For Dataset 3, we utilized published data from King and colleagues30, containing BCR-seq data from six pediatric patients (Fig. 2c). By utilizing flow cytometry-sorted B cells as starting material for sequencing libraries, Dataset 3 allowed the comparison of repertoire features across B-cell subsets. Dataset 3 contained 30 bulkBCR-seq samples containing BCR sequences of different B-cell subsets (unsorted, naive, germinal center, memory, and plasmablast) and 12 scBCR-seq samples from unsorted and memory B cells. Unique CDRH3 aa count was 4601–55,522 for bulkBCR-seq samples, and 76–3424 unique aa sequences for scBCR-seq samples (Supplementary Fig. 1c). Clonal expansion is similar across B-cell subsets in bulkBCR-seq samples except naive B cells, and in scBCR-seq samples, memory B cells are less expanded compared to unsorted B cells (Supplementary Fig. 2c).
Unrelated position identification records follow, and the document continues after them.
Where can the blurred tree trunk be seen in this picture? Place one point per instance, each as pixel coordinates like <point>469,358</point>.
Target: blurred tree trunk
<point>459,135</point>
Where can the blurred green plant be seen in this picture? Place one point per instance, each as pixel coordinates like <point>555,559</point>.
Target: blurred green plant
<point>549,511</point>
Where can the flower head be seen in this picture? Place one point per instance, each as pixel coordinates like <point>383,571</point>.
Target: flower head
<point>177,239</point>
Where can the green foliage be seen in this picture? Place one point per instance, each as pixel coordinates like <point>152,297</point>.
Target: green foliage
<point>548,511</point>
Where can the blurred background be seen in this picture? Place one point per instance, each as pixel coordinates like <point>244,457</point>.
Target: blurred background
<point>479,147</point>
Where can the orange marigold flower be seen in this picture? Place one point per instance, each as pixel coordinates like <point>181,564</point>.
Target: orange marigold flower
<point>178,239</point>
Unique VH gene count was 53–56 genes in bulkBCR-seq samples, and 47–51 genes in scBCR-seq samples (Supplementary Fig. 3c).
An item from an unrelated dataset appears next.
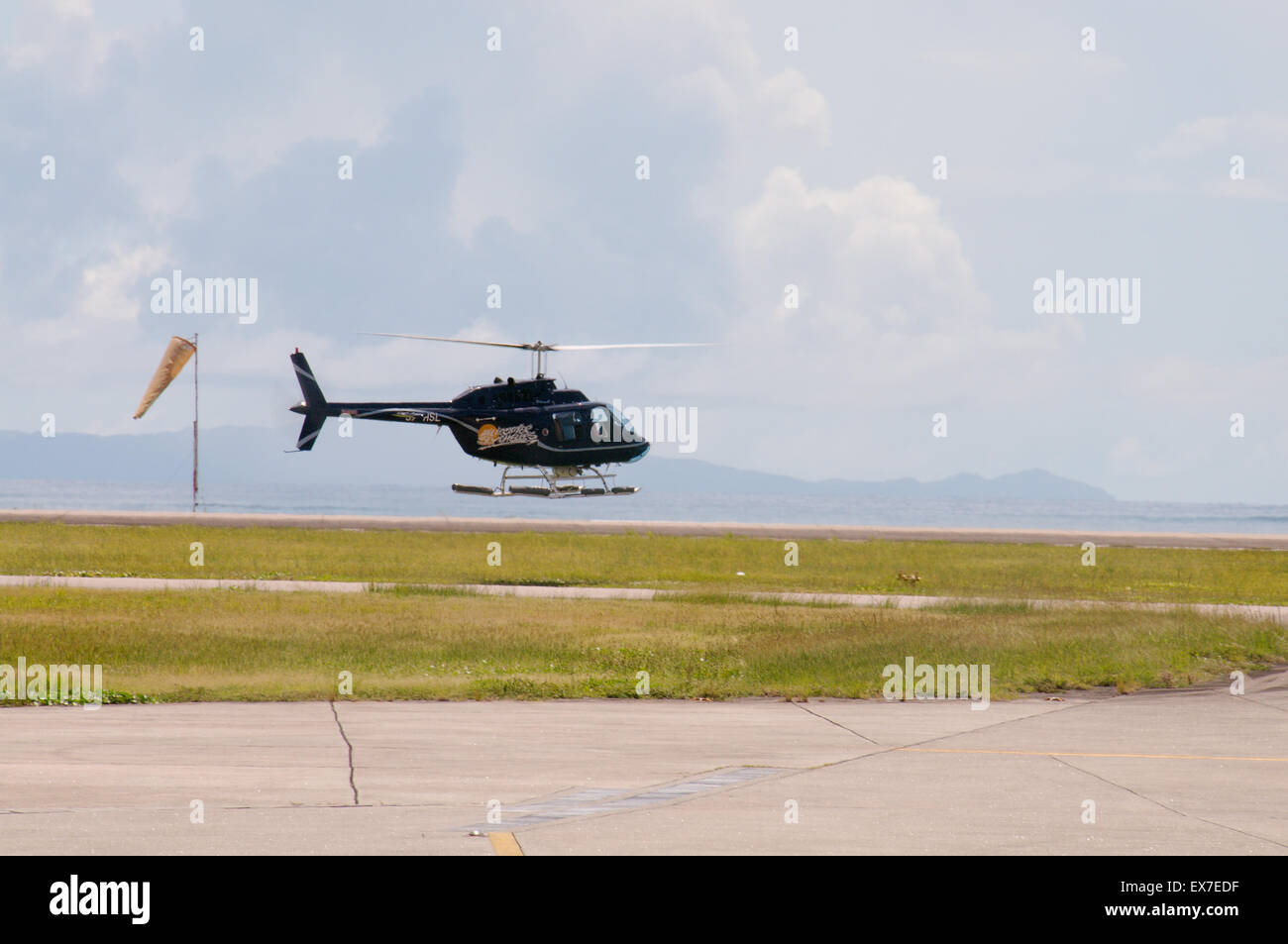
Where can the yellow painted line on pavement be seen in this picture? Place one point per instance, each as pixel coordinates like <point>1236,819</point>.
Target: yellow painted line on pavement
<point>503,844</point>
<point>1087,754</point>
An individual’s VH-gene usage is captured by both bulkBCR-seq and scBCR-seq
The VH-gene usage profile, characterized by the count of germline VH genes and their corresponding frequencies within a sequenced repertoire, provides a basic overview of the immune repertoire diversity50,51,52,53. Therefore, we explored whether scBCR-seq, despite its reduced sampling depth, could adequately capture an individual’s VH-gene composition within their immune repertoire (Fig. 1a). Grouping sample pairs by donor and sequencing method, Dataset 2 (Fig. 2a) revealed a significantly higher consistency between samples from the same donor, whether the sequencing method was the same (n = 120, median Pearson correlation r = 0.90) or different (n = 160, r = 0.84) compared to samples from different donors of the same sequencing method (n = 1440, r = 0.78) and different sequencing methods (n = 1440, r = 0.75) (p < 0.05, Fig. 3a). Similarly, in Dataset 3 (Fig. 2b), VH-gene usage was more correlated between samples from the same donor and the same method (n = 66, r = 0.95) or different methods (n = 60, r = 0.87) compared to samples from different donors of the same method (n = 435, r = 0.81) or different methods (n = 300, r = 0.75) (p < 0.05, Fig. 3a). Hierarchical clustering of all VH-gene usage pairwise comparisons also showed clusters of higher similarity within individuals (Supplementary Fig. 5b, c).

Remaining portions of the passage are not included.